The Board of Directors of Iron Bridge unanimously recommends that you REJECT the Offer and DO NOT TENDER your common shares. To reject the Offer, simply TAKE NO ACTION.
Please read the accompanying Directors’ Circular in its entirety. It details the 17 principal reasons we believe Shareholders should REJECT Velvet’s low-premium Offer, and it provides the complete background to Velvet’s Offer, including significant facts that the Velvet circular omitted or mischaracterized.
If you have tendered your shares in error and wish to WITHDRAW, simply ask your broker or Evolution Proxy, Inc. (see contact information below) to assist you with this process.
Thank you for your consideration and for your support.
|“Josh Young”||“Rob Colcleugh”|
|Josh Young||Rob Colcleugh|
|Chairman of the Board||Chief Executive Officer|
|Iron Bridge Resources Inc.||Iron Bridge Resources Inc.|
How to Withdraw Tendered Common Shares
To reject the unsolicited Offer, you should do nothing. Shareholders who have already tendered their Common Shares to the unsolicited Offer can withdraw them at any time before they have been taken up and accepted for payment by Velvet Energy. Shareholders holding shares through a dealer, broker or other nominee should contact such dealer, broker or nominee to withdraw their Iron Bridge Common Shares.
Cormark Securities Inc. is acting as financial advisor to the Company, Torys LLP as legal advisor, Evolution Proxy as information agent, and Gagnier Communications as strategic communications advisor.

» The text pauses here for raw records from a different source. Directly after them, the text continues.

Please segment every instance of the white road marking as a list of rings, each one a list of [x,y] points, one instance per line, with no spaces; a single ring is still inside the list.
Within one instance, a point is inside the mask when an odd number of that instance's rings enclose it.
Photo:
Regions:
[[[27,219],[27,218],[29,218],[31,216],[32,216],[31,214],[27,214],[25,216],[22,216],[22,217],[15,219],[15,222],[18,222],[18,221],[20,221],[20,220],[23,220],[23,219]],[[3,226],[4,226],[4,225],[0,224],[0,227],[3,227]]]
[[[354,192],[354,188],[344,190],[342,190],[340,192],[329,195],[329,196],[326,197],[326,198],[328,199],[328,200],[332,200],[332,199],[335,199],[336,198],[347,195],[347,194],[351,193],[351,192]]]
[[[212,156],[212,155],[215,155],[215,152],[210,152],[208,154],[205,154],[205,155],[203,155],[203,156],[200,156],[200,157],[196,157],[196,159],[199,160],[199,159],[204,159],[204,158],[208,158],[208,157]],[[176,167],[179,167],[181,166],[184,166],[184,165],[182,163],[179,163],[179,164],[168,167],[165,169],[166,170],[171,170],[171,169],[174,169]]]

This press release contains forward-looking statements and forward-looking information within the meaning of applicable securities laws. The use of any of the words “expect”, “anticipate”, “continue”, “estimate”, “may”, “will”, “project”, “should”, “believe”, “plans”, “intends” and similar expressions are intended to identify forward-looking information or statements. More particularly and without limitation, this press release contains forward-looking statements and information relating to the unsolicited takeover bid from Velvet and Iron Bridge’s recommendation to shareholders to reject such bid, and the potential emergence of any white knight or strategic capital partner, or than any such white knight or strategic capital partner will make a proposal on terms that are favourable to Shareholders, or at all, the future development plans of Iron Bridge, the future performance of Iron Bridge and potential shareholder returns. These forward-looking statements and information are based on certain key expectations and assumptions made by Iron Bridge. Although Iron Bridge believes that the expectations and assumptions on which such forward-looking statements and information are based are reasonable, undue reliance should not be placed on the forward-looking statements and information as Iron Bridge cannot give any assurance that they will prove to be correct. Since forward-looking statements and information address future events and conditions, by their very nature they involve inherent risks and uncertainties, actual results could differ materially from those currently anticipated due to a number of factors and risks.
For additional information on risks and uncertainties, see the Company’s annual information form for the year ended December 31, 2017 (“AIF”) and most recently filed quarterly management’s discussion & analysis (“MD&A”), which are available on SEDAR at www.sedar.com. The risk factors identified in the AIF and MD&A are not intended to represent a complete list of factors that could affect the Company.